B’nai B’rith revealed today that the Rheinmetall Company, a German armaments producer under consideration by the Pentagon to share in a $70,000,000 gun contract, had sent “feelers” offering to settle claims made against it by former slave laborers of the Nazi era.
But the company later acted to reaffirm its continued refusal to negotiate a compensation settlement for some 1,000 persons, many of them now American citizens, who are the survivers among concentration camp inmates hired by Rheinmetall from the Nazi SS for forced labor.
Dr. William A. Wexler, president of B’nai B’rith, reported these facts to the executive committee of the B’nai B’rith International Council during its meeting here; He said that overtures for a settlement had been received by the Jewish service organization shortly after it had publicly protested last month to the State and Defense Departments, opposing a prospective contract in which Rheinmetall would participate in the manufacture of 20-mm machine guns for purchase by the Army.
But on March 1, Dr.
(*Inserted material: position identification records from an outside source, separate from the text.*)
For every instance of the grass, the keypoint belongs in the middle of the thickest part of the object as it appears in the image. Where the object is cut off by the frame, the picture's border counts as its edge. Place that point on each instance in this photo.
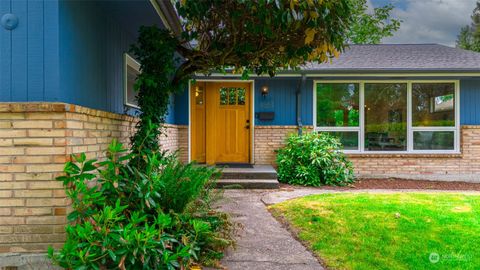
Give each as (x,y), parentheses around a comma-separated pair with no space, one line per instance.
(388,231)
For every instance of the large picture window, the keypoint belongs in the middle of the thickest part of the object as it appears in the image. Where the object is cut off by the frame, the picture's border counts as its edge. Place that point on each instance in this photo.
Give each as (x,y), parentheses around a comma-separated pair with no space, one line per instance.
(382,117)
(337,106)
(385,117)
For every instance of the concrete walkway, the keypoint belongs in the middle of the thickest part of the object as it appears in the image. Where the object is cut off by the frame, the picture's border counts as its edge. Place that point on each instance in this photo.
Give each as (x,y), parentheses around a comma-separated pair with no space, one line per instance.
(262,242)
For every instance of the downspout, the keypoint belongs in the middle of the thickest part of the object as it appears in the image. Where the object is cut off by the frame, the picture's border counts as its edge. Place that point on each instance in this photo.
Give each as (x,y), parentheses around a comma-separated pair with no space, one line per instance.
(299,103)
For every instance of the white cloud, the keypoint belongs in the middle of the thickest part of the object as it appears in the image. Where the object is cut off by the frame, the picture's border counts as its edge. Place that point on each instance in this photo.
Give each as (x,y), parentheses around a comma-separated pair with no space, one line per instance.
(432,21)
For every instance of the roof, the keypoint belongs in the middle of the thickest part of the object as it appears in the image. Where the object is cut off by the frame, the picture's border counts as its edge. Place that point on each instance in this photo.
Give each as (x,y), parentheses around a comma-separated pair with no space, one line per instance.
(400,57)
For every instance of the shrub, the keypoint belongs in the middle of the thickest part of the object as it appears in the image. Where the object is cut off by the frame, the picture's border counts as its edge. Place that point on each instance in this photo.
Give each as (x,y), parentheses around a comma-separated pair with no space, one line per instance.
(313,159)
(158,217)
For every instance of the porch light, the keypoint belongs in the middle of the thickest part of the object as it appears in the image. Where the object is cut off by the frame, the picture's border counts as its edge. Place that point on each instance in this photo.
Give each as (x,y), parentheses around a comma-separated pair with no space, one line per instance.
(264,91)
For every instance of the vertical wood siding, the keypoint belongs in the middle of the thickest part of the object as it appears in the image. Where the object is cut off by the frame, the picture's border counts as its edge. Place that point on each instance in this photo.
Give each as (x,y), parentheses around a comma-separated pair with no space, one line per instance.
(470,102)
(281,100)
(29,53)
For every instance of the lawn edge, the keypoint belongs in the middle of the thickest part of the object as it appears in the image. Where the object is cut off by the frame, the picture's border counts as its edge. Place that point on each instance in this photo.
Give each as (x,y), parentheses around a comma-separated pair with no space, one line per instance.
(294,233)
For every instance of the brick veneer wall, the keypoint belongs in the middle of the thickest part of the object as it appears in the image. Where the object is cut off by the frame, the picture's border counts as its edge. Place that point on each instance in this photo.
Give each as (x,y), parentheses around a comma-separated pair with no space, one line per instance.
(270,138)
(464,166)
(36,139)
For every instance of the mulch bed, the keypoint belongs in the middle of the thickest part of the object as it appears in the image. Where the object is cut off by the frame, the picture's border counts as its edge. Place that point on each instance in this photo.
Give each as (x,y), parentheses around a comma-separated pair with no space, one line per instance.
(393,183)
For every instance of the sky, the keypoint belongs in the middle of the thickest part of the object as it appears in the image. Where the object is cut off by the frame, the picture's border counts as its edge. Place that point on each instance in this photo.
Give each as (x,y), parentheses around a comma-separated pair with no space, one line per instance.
(428,21)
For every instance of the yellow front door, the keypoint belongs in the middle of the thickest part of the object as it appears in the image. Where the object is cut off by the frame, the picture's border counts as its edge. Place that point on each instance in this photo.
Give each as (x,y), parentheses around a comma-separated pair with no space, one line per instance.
(227,123)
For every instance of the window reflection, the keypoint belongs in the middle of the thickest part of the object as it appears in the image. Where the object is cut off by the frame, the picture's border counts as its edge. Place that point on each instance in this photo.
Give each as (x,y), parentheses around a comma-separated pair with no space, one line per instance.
(433,104)
(385,117)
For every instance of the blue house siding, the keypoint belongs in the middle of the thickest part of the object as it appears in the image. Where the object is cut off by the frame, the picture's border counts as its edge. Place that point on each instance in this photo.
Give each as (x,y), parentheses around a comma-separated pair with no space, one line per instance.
(470,102)
(281,100)
(29,53)
(71,51)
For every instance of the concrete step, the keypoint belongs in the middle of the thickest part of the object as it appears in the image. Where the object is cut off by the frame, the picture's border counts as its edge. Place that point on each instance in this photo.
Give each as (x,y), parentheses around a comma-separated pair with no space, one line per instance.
(248,183)
(257,172)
Wexler added, Rheinmetall’s directors, meeting at the company’s headquarters in Dusseldorf, again voted to reject any financial responsibility for wartime use of slave labor in its plants; B’nai B’rith last week repeated to the State Department and the Pentagon its “serious objection to any action by our Government that might reward an industrial organization unwilling to adhere to a well-established principle of human rights.”